Simulation für Krisenmanagement in Behörden

Foto eines Warnschildes mit Überschwemmungen auf einer Straße im Hintergrund
Simulationen mit Hilfe von Supercomputern könnten den Behörden helfen, sich auf Notsituationen wie Überschwemmungen, Pandemien oder Migrationsereignisse vorzubereiten und diese zu bewältigen. Foto: Adobe Stock

Innerhalb des CIRCE-Projekts wurden Anwendungen des Supercomputing für die Krisenprävention und -management vorgestellt, sowie praktische Herausforderungen ermittelt, die zu bewältigen sind.

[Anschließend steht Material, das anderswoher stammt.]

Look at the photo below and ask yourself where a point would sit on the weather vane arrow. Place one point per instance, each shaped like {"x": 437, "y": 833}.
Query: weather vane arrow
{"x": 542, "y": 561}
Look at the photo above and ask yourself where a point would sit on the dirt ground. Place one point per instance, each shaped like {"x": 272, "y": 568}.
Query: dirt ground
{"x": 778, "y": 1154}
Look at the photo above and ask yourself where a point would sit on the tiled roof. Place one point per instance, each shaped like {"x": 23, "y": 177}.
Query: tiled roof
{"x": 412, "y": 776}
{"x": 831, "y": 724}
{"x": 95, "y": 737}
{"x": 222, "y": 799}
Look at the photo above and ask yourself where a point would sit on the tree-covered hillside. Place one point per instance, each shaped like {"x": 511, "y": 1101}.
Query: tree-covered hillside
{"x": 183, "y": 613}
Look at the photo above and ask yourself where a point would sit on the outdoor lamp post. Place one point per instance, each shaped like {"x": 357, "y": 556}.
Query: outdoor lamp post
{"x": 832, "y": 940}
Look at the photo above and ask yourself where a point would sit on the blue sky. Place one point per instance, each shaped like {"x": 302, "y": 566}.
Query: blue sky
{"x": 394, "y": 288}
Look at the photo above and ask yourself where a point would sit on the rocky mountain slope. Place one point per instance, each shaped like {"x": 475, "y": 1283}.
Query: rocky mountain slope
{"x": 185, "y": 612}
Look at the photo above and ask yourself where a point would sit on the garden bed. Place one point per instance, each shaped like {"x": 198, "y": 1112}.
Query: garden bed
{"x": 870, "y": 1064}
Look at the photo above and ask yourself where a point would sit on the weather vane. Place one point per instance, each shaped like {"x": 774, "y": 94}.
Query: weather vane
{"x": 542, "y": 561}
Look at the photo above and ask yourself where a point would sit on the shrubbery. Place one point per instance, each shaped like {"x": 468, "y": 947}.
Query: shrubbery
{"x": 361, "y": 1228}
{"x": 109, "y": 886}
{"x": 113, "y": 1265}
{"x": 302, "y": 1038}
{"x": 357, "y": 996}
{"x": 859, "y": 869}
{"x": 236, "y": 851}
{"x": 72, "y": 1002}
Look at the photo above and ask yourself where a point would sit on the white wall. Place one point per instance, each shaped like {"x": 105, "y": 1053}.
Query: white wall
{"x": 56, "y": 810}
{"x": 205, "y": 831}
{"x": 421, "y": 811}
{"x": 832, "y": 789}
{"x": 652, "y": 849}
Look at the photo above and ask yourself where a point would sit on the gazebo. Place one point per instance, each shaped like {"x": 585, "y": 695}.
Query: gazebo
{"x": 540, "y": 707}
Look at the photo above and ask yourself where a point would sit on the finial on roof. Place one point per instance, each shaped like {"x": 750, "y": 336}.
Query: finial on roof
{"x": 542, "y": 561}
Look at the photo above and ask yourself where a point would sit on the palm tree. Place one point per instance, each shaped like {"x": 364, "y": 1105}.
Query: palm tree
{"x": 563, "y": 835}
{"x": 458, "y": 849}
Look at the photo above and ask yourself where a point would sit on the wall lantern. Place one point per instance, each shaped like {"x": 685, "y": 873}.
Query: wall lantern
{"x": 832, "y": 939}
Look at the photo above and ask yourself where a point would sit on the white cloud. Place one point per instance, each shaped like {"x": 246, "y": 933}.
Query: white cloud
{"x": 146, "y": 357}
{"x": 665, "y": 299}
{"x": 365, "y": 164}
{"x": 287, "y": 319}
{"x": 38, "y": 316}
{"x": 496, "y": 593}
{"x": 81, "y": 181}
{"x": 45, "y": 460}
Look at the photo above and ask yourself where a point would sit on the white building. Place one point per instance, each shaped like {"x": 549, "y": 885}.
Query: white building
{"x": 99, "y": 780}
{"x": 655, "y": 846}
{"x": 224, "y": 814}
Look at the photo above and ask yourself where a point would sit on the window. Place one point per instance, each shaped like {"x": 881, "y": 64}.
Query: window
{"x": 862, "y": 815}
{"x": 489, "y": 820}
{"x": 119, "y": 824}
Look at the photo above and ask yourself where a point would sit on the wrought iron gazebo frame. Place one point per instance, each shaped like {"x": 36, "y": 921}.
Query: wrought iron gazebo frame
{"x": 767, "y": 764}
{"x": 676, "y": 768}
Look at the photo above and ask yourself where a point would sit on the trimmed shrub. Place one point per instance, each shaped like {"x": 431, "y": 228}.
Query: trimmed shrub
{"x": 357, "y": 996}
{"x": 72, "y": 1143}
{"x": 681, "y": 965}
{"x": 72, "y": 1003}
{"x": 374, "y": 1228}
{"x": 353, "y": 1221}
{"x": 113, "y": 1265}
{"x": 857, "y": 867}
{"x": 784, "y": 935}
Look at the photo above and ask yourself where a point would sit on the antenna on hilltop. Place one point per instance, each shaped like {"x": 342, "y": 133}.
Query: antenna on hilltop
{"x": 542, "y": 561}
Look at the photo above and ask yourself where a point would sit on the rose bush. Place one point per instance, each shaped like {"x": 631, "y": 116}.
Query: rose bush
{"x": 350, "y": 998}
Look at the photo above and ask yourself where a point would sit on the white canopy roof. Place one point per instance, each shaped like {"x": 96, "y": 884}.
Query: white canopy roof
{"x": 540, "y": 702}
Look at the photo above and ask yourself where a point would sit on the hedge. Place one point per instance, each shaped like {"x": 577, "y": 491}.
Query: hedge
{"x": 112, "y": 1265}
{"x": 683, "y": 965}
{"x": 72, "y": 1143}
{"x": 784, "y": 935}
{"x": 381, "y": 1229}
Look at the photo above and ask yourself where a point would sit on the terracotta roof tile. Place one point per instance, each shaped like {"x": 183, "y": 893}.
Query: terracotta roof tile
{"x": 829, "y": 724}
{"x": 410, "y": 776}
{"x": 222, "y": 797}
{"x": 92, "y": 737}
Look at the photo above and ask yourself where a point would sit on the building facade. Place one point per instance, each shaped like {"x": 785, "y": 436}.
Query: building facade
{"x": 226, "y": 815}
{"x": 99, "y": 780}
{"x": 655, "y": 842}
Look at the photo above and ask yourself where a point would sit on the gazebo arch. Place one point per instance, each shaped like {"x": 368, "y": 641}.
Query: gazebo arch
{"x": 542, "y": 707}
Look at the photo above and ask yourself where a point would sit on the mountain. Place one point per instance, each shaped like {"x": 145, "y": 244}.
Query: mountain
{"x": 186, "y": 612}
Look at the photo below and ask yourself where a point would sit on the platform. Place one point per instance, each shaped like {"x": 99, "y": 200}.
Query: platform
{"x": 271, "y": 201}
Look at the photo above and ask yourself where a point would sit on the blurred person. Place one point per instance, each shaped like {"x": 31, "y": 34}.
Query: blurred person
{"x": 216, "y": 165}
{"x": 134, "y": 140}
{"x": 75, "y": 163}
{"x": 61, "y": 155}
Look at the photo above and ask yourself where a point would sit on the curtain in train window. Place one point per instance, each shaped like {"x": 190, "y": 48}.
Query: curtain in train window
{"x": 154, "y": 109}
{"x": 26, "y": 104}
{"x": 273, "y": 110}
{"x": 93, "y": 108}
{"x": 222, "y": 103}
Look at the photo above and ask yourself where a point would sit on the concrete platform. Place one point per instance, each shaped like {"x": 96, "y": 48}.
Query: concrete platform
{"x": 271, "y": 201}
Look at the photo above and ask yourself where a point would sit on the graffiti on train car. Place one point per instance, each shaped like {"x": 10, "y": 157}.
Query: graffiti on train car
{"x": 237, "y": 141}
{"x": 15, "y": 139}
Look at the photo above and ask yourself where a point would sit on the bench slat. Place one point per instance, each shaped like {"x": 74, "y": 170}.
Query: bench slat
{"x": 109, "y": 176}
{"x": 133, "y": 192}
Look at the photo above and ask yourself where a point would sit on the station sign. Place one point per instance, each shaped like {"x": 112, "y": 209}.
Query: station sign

Die jüngsten Überschwemmungen in Süddeutschland, Thüringen und dem Saarland haben ernüchternd vor Augen geführt, dass Naturkatastrophen, Pandemien und andere Krisensituationen schnell eintreten und verheerende Folgen haben können. Für die öffentliche Verwaltung auf kommunaler, regionaler, Landes- und Bundesebene stellt die Vorbereitung auf solche Ereignisse und deren Bewältigung eine enorme Herausforderung dar, insbesondere in Anbetracht der schwer vorhersehbaren Folgen des Klimawandels.

Das Höchstleistungsrechenzentrum Stuttgart (HLRS) hat untersucht, wie Simulationen mit Supercomputern die öffentliche Hand bei der Bewältigung solcher Herausforderungen unterstützen können. „Das HLRS ist ein öffentlich finanziertes Forschungsinstitut, und wir wollen mit diesen wertvollen Maschinen auch einen Beitrag für die Gesellschaft und Politik leisten“, sagte Dr. Bastian Koller, Geschäftsführer des HLRS. „Während der Pandemie zeigte sich, dass ein Bedarf an Krisencomputing besteht. Wie sich Supercomputer nutzen lassen, war für einige Behörden noch unklar. Für uns stellt sich die Frage, wie wir bei Stakeholdern aus dem öffentlichen Bereich unter anderen ein Verständnis dafür schaffen können, dass sie Höchstleistungsrechner sowohl präventiv als auch in unmittelbaren Krisenfällen einsetzen können.“

Mit finanzieller Unterstützung des Bundesministeriums für Bildung und Forschung und des baden-württembergischen Ministeriums für Wissenschaft, Forschung und Kunst hat das HLRS eine Studie zur Planung eines Computational Immediate Response Center for Emergencies (CIRCE) durchgeführt. Ein solches Zentrum würde den Behörden in Krisensituationen schnellen Zugang zu Computerressourcen für groß angelegte Simulationen und Datenanalysen bieten. Im Dialog mit Behördenvertreter:innen und mittels praktischer Pilotprojekte hat CIRCE Informationen darüber gesammelt, welche Bedürfnisse öffentliche Einrichtungen haben, wie High-Performance-Computing (HPC) bei der Bewältigung dieser Herausforderungen helfen könnte und welche technischen sowie administrativen Überlegungen relevant sind, damit ein Computational Response Center sofort die Ressourcen und das Fachwissen für den Bedarfsfall bereitstellen kann.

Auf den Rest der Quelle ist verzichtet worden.